The inflammatory reaction involves the release of a range of inflammatory mediators (cytokines) from
lymphocytes. It is hypothesised, that as an anti-inflammatory agent, emu oil will suppress the
production of these cytokines from human lymphocytes. It is further hypothesised that the amount of
suppression of the cytokine mediators of the inflammatory response from activated human T
lymphocytes will directly correlate with the anti-inflammatory activity of individual oil samples. This
report discusses the work undertaken to investigate these two hypotheses.

Aims & methodology

The aim of this project was to develop an in vitro assay to provide a quantitative measure of the effect
of emu oil on the production of cytokines from human lymphocytes. To develop this assay the
following specific aims were addressed.

Establish a concentration of emulsified emu oil in fetal calf serum that is non-toxic to the
cultured human lymphocytes
Examine the effect of emu oil on the in vitro production of inflammatory mediators from
stimulated human lymphocytes.
Determine whether different batches of emu oil differentially suppress the in vitro production
of inflammatory mediators from stimulated human lymphocytes.
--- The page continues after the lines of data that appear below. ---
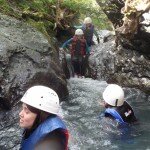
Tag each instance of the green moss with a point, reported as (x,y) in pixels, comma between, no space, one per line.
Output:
(81,8)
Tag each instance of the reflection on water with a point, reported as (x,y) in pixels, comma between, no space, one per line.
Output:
(89,131)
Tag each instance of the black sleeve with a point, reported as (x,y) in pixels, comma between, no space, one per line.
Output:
(54,141)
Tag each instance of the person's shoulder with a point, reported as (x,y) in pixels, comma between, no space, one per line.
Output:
(52,141)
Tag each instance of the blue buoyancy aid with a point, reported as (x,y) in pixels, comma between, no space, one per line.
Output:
(42,130)
(88,33)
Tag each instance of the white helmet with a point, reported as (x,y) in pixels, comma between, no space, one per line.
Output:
(79,32)
(114,95)
(87,20)
(43,98)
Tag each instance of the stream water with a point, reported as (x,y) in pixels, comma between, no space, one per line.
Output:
(81,113)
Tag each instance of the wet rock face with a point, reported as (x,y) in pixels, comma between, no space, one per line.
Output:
(26,59)
(127,67)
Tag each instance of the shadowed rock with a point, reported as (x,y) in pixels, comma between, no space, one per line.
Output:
(26,59)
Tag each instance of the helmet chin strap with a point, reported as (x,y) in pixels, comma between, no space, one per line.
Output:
(116,102)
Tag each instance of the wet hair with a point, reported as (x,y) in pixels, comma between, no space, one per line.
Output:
(41,117)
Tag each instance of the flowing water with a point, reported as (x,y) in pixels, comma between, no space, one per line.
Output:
(81,113)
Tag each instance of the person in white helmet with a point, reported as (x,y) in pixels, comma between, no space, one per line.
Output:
(43,129)
(89,29)
(116,106)
(78,48)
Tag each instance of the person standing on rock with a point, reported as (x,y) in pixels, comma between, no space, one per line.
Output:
(43,129)
(89,30)
(79,49)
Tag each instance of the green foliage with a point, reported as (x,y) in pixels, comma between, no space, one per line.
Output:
(81,8)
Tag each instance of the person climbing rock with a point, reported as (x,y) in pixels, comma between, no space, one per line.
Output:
(79,49)
(89,30)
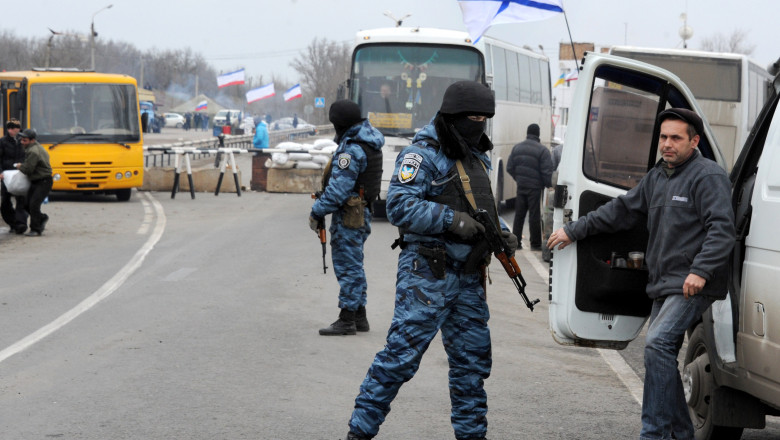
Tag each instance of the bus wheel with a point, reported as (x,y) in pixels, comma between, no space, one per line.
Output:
(123,195)
(699,385)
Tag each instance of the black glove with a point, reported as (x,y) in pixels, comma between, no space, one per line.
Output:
(464,226)
(314,222)
(511,241)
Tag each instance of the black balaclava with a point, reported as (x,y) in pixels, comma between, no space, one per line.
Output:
(456,132)
(343,115)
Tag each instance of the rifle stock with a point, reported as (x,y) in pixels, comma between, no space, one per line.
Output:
(501,250)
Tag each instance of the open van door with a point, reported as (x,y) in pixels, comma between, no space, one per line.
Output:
(611,143)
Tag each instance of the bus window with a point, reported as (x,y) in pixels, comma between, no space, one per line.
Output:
(399,86)
(525,78)
(536,82)
(499,80)
(512,78)
(98,110)
(545,72)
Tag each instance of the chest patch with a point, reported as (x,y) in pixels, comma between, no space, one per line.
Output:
(344,160)
(409,167)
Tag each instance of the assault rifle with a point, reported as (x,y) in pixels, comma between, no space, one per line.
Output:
(501,250)
(321,233)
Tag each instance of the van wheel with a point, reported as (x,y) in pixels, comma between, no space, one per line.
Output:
(699,385)
(123,195)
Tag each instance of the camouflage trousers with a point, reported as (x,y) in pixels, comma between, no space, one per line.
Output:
(346,246)
(424,305)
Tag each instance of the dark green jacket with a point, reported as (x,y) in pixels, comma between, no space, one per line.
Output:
(36,162)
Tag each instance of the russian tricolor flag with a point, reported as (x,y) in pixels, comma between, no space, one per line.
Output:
(231,79)
(292,93)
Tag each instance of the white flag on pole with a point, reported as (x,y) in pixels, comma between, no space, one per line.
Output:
(479,15)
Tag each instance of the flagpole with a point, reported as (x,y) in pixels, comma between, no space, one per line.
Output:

Implications & recommendations

Emu oil at 1% v/v was found to form a stable emulsion when sonicated in 10% fetal calf
serum. Furthermore this emulsion (at 1%) proved to be non-toxic to human lymphocytes.
Emu oil, when applied to stimulated human lymphocytes altered the production of cytokine
inflammatory mediators.
Different batches of emu oil had different effects on the production of individual cytokines.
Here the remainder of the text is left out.